As each begins describing the details of their regular arguments, I’m listening carefully to each and every word. It’s a similar story to ones that other couples have painted for me over many years. It’s a story called “nagging wife, withdrawn husband”.

At the same time I’m also tuning in to a story that’s running in a much deeper, parallel track. I know that it’s a far more important story. It’s where the real action is.

The switch happens when Nick reveals that for him, returning home after work hurts.

It’s become a moment he doesn’t look forward to. And that hanging around there all weekend is the same. Emotion chokes in his throat as he confesses how much he misses the wife who used to greet him with passion and tenderness, rather than lists of things to do, and/or criticisms about what he isn’t doing right.

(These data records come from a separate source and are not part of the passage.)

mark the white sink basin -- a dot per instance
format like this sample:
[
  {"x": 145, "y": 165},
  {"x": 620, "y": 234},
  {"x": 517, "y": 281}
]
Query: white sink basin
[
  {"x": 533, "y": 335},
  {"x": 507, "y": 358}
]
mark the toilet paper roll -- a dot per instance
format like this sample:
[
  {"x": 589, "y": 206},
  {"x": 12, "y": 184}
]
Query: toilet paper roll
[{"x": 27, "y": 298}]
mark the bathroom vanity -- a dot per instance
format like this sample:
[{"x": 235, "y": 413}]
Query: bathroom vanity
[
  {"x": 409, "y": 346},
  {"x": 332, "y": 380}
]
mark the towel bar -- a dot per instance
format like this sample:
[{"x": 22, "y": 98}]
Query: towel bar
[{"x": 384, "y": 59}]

Sarah, god bless her, is so smart. In what could only be a confronting and painful moment, she has the strength of character to look beyond the implied (that she’s become un-fun, un-loving, and someone he doesn’t really feel good about being around), and instead absorb what her marriage really needs her to absorb:

She has a husband who needs her back.

They move quickly from here: realising how the very thing they’ve been demanding from each other (from her, the demand for more input from him; for him, the demand to retreat and gain a sense of more space), together with how they’ve been attempting to get this (from her, endless “to do” lists and the absence of tenderness, and for him, repeated attempts to duck under the radar and find ways to avoid being really present), has been pulling them further apart.

They realise that with a few simple “tweaks”, they can reconnect.

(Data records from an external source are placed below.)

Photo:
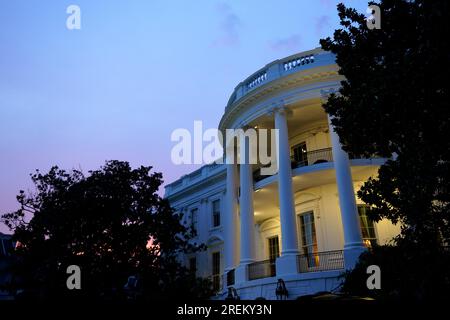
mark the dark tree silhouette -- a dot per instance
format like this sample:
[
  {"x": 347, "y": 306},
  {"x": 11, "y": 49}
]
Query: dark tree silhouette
[
  {"x": 112, "y": 224},
  {"x": 394, "y": 103}
]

A warm greeting with hugs and chit chat for those first minutes when Nick arrives home. Planned family time on weekends that his surfing escapes can be scheduled around. In short, a mutual commitment to remember why they are together in the first place, and to prioritise their marriage regardless of the often overwhelming stresses of parenthood and business.

Does this mean Sarah will never write another “to-do” list, nag about business demands, or complain when Nick ducks off for a surf, leaving her at home with a restless baby? Not necessarily.

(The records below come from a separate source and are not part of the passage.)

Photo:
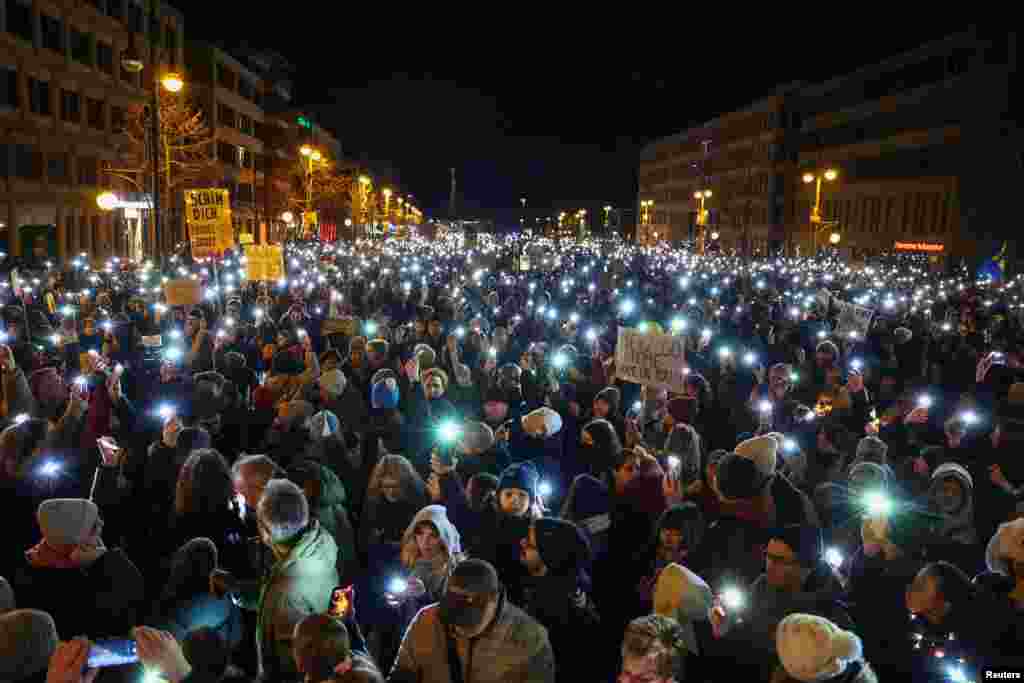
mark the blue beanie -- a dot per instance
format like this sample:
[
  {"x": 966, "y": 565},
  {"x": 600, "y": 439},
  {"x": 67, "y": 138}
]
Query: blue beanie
[
  {"x": 519, "y": 475},
  {"x": 385, "y": 394}
]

Does this mean that Nick will become the world’s most punctual, reliable, available husband, ever ready to attend to home businesses and domestic duties above and beyond his own personal needs for space (and surf)? Not necessarily.

It means that Sarah and Nick are normal people juggling common stresses who realised that they could be doing it in more marriage affirming ways.

The real story wasn’t one about a nagging wife or a naughty husband, and (despite their deepest fears), it wasn’t about a marriage that was doomed to fail.

The real story was about a wife who didn’t realise how she’d been pushing her husband away. And a husband who didn’t realise that by attempting to dodge what wasn’t working (instead of dealing with it in a constructive way), was pushing his wife away. They were forgetting to connect.